Even given this apparent negativity, the intrinsic role and remit of QE2 may be far more than the broad exercise in re-assisting the economy presented. It may in effect have been designed to be a type of implicit buoyancy-aid specifically for those domestic and Canadian institutional investors who to date may have had little confidence in the mid-term traction of the re-born General Motors.

GM's general performance both at IPO launch and its critical short & mid-term stock trading dynamic is critical not only for the company itself, but the nation at large. Although a re-invented 'smoke-stack', given its broad up-stream and down-stream value-chain reaches across a myriad of spheres, GM will be seen as a bell-weather for the US economy

Thus for investment-auto-motives, the announcement of QE2 here and now, coming only a few weeks before the price-setting and availability of New GM stock – in its various guises of: new common stock, 3-for-1 exchanges and convertible preferred shares – is very telling indeed.

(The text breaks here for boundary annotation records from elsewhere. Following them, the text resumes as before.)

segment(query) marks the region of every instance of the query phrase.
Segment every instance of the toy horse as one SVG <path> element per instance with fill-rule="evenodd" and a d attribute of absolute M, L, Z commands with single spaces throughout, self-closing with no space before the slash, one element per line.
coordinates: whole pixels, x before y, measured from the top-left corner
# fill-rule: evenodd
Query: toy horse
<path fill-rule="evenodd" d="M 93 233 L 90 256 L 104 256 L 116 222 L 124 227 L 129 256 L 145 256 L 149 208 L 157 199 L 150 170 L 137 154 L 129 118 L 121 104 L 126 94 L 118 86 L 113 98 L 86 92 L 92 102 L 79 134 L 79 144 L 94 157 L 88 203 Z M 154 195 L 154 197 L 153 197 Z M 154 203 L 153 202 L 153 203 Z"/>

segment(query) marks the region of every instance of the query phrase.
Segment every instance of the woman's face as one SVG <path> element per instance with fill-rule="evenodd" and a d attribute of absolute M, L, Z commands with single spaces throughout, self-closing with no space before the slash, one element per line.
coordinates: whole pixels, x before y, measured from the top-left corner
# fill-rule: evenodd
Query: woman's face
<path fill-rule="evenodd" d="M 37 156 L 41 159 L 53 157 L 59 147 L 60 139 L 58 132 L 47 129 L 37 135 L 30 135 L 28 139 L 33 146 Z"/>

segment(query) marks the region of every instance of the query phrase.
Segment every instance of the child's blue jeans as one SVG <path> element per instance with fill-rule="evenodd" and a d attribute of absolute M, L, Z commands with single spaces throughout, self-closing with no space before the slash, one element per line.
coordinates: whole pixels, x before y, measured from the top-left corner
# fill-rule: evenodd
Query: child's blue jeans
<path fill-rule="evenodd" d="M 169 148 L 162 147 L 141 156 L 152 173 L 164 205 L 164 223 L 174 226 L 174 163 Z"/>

Perhaps it was well recognised that political and financial collateral damage could well be incurred from previously potentially higher IPO 'investment losses' to the Treasury, Canadian and Ontario Governments, the UAW and to Motors Liquidation Co holders/investors.

Instead the path ordained appears to see GM listed at the higher end of its $26-29 range with the almost implicit assumption that the month on month dispersion of latter-day liquidity will either prop-up any 6-month interim flailing, or otherwise help boost what have been 'flat' or slow-growth GM shares.

At a time when GM should be seen to fully let-go of its mother's apron strings, after 2 quarters of impressive results and the confidence to talk about the very real macro-headwinds it still faces, it seems that the 'Government Motors' nick-name - whilst slowly fading - may take another year or so to fully disappear.